Il bluff, per assioma, non è altro che una puntata con una mano debole, nella speranza di far foldare un avversario che ha una mano migliore. È una forma di dissimulazione tipica del poker. Una sua declinazione particolarmente eccitante e profittevole è il semi-bluff: di solito avviene puntando al turn, con una mano che ha qualche probabilità di diventare la migliore grazie al river.

Vediamo in semi-bluff

Il semi-bluff offre due modi per vincere: se l'avversario folda o se chiama ma la sua mano soccombe al river. Il semi-bluff al turn, inoltre, aiuta a completare un potenziale bluff al river, rendendolo più credibile. D'altro canto, se avrete già puntato al turn, l'avversario sarà più propenso ad attribuirvi una buona mano in caso di seconda puntata consecutiva al river.

Puntare in bluff al turn per incoraggiare l'avversario a foldare, concedendovi il piatto, è una mossa efficace ma delicata, che andrebbe effettuata solo quando potete contare su almeno sei out (meglio se otto): in questo caso, se l'avversario fa call, avrete ancora qualche possibilità di migliorare la mano e vincere centrando il progetto al river.

Sei (o otto) out sono rappresentano in ogni caso non molte probabilità di vittoria. Ecco perché quando la sorte non ci aiuta dobbiamo 'aiutarla ad aiutarci' puntando nuovamente al river, stavolta in bluff totale. Qui entrano in gioco le skill, cioè le abilità di un giocatore.

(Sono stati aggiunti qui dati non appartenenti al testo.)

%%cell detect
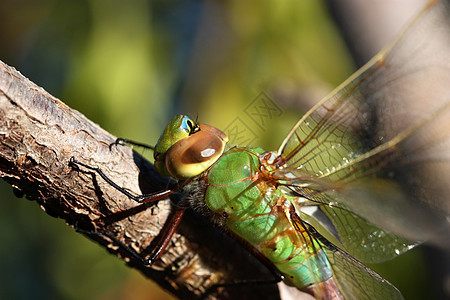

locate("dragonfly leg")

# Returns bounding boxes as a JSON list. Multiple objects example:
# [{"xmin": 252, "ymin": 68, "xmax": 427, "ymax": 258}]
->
[
  {"xmin": 70, "ymin": 157, "xmax": 188, "ymax": 265},
  {"xmin": 69, "ymin": 157, "xmax": 180, "ymax": 203},
  {"xmin": 201, "ymin": 236, "xmax": 284, "ymax": 299},
  {"xmin": 109, "ymin": 138, "xmax": 155, "ymax": 150},
  {"xmin": 75, "ymin": 206, "xmax": 186, "ymax": 266}
]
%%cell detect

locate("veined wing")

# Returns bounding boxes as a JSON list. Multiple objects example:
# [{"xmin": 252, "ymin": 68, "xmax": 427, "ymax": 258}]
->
[
  {"xmin": 290, "ymin": 207, "xmax": 403, "ymax": 300},
  {"xmin": 276, "ymin": 1, "xmax": 450, "ymax": 250}
]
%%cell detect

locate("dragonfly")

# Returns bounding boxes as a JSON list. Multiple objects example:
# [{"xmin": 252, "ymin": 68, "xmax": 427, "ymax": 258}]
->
[{"xmin": 72, "ymin": 1, "xmax": 450, "ymax": 299}]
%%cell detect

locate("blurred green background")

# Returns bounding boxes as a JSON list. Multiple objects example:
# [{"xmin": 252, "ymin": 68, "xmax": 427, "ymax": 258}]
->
[{"xmin": 0, "ymin": 0, "xmax": 433, "ymax": 299}]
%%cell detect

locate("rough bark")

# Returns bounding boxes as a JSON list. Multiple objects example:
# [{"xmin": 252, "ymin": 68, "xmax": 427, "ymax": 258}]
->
[{"xmin": 0, "ymin": 62, "xmax": 278, "ymax": 299}]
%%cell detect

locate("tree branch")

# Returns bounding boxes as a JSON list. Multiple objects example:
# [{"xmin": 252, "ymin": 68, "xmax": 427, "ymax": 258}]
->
[{"xmin": 0, "ymin": 61, "xmax": 279, "ymax": 299}]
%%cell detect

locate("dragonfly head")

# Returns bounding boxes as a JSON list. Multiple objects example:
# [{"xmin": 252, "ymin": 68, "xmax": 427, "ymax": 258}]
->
[{"xmin": 154, "ymin": 115, "xmax": 228, "ymax": 180}]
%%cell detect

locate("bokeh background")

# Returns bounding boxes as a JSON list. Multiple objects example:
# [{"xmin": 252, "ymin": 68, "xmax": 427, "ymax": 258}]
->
[{"xmin": 0, "ymin": 0, "xmax": 438, "ymax": 300}]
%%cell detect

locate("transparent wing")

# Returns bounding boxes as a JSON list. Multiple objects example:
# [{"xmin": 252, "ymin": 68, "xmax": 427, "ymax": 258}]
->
[
  {"xmin": 291, "ymin": 207, "xmax": 403, "ymax": 299},
  {"xmin": 276, "ymin": 1, "xmax": 450, "ymax": 248}
]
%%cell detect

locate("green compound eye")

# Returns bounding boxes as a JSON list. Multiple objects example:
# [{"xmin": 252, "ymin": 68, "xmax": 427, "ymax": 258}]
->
[{"xmin": 155, "ymin": 115, "xmax": 228, "ymax": 180}]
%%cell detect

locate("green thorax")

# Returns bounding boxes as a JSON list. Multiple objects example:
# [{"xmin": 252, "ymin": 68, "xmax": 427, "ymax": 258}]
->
[{"xmin": 204, "ymin": 147, "xmax": 331, "ymax": 288}]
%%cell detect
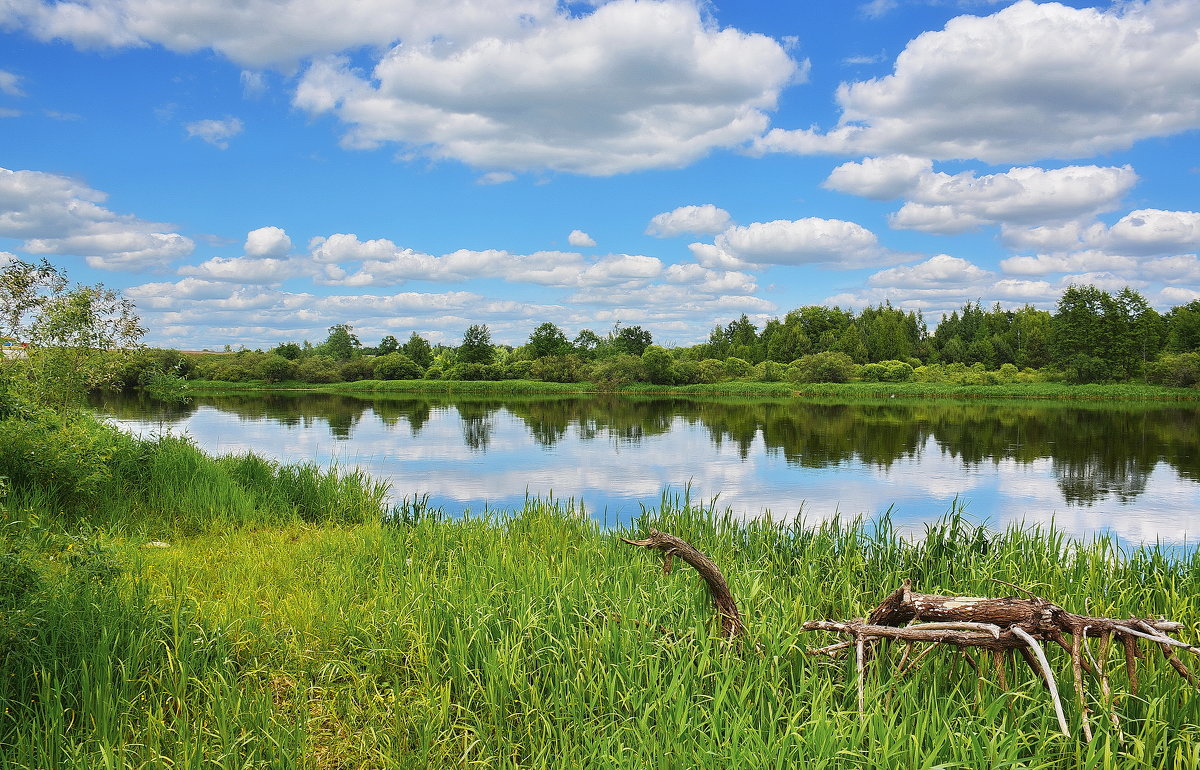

Il bluff contro un solo avversario

Ovviamente, bluffare contro un singolo avversario è molto più facile che farlo contro due o più. Ai livelli di gioco più bassi, inoltre, di solito i giocatori sono meno inclini al fold. Tuttavia, ci sono delle indicazioni generali che si applicano a prescindere dal livello di stakes al quale si gioca e che si riferiscono al tipo di avversario.

È perfettamente inutile, infatti, tentare di bluffare contro un calling station: una volta che ha investito del denaro in una mano, arriverà comunque fino in fondo, a costo di mostrarvi la sua misera bottom pair. L'obiettivo ideale di un bluff, per contro, sono giocatori tight o piuttosto timidi.

Ma cosa c'entra, a conti fatti, il discorso del bluff con quello della fortuna? Mettiamola così: ricevere una mano scadente equivale ad avere sfortuna, tentare di vincere comunque il piatto tramite il bluff è un modo per piegare la sorte a proprio vantaggio. A volte andrà male (perché il nostro avversario ci chiama o perché il nostro semi-bluff non centra nessuno dei nostri out) e allora sarà ancora questione di sfortuna.

Altre volte invece andrà bene per merito nostro (perché abbiamo fatto foldare l'avversario) o per un colpo di fortuna (perché abbiamo centrato uno dei nostri out al river). Il succo sta proprio qui: da una sfortuna, bluffando, ci siamo creati una fortuna. E non è poco, in un gioco di abilità come il poker.